REQ continues to earn awards and five-star client ratings, but satisfaction doesn’t bring stagnation for their leadership. In fact, REQ just announced their latest acquisition of tech PR firm SpeakerBox. “SpeakerBox completes REQ’s circle of the PESO model of paid, earned, shared, and owned media,” says Austin. “We now have the full package. We will continue to deliver and expand our brand, reputation, and advocacy solutions to better serve our clients today and in the future.”

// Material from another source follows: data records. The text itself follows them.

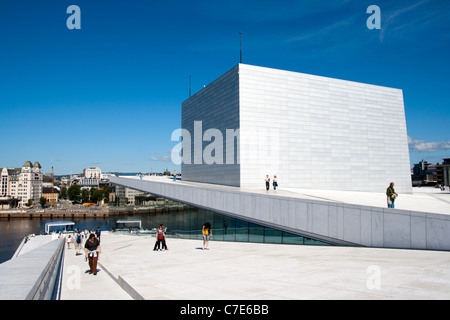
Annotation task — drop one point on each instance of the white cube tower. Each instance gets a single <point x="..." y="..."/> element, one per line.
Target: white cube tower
<point x="310" y="131"/>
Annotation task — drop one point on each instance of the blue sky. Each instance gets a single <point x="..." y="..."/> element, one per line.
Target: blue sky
<point x="110" y="94"/>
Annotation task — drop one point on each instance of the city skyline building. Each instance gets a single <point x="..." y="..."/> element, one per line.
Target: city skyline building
<point x="310" y="131"/>
<point x="23" y="183"/>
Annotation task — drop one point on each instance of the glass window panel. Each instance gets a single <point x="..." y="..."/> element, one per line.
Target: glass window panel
<point x="272" y="236"/>
<point x="256" y="233"/>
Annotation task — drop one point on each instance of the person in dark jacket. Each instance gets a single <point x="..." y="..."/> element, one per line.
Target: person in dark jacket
<point x="391" y="195"/>
<point x="92" y="250"/>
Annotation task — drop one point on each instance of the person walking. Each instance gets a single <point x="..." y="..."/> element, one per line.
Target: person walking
<point x="391" y="195"/>
<point x="78" y="244"/>
<point x="69" y="241"/>
<point x="160" y="239"/>
<point x="92" y="250"/>
<point x="207" y="234"/>
<point x="275" y="183"/>
<point x="98" y="233"/>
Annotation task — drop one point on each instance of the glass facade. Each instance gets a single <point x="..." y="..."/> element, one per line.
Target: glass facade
<point x="188" y="225"/>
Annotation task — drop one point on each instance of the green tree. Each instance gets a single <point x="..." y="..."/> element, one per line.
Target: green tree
<point x="42" y="202"/>
<point x="74" y="192"/>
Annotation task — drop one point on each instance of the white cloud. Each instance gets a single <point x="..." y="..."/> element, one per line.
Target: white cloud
<point x="423" y="146"/>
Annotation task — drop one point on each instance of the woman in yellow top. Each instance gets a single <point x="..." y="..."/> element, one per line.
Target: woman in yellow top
<point x="207" y="233"/>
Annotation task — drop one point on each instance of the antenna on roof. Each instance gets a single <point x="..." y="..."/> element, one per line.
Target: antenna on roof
<point x="240" y="38"/>
<point x="189" y="86"/>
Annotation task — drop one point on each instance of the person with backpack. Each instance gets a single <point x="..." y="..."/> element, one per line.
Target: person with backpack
<point x="78" y="244"/>
<point x="207" y="234"/>
<point x="160" y="239"/>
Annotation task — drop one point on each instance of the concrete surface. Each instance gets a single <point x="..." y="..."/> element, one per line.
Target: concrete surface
<point x="343" y="218"/>
<point x="235" y="271"/>
<point x="22" y="277"/>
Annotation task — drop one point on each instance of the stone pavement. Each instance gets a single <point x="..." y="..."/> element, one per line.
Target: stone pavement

Austin looks forward to being involved in continuing iterations of REQ, which right now means welcoming new colleagues from SpeakerBox and making them feel like they have been part of the team since REQ’s founding. How will her team make that happen? “Again, it’s that idea of generosity of time,” says Austin. “We’ll go back to the basics of how we operate and what we stand for as team and as a brand. We’ll focus on collaborating on existing clients to bring them even greater value, while listening to each other just as much as we’re talking.”
Taking Ownership and Taking Chances
What is Austin’s advice to the younger generation just starting out in the field of marketing? “When I was really young,” she shares, “my grandfather asked me what I wanted to be when I grew up. I told him, ‘I don’t know, but I want to wear a suit, play golf, and own my own business.’”
She laughs at this, but then says, “I’m still a terrible golfer, and I don’t even own a suit, but I have always felt a sense of ownership over what I do. If I’m spending my time doing something, I want to feel that my time is valued. That’s something I think people should take into account as they make career choices. Don’t just go to work and punch the clock for somebody else. Take pride in what you’re doing, both professionally and personally.”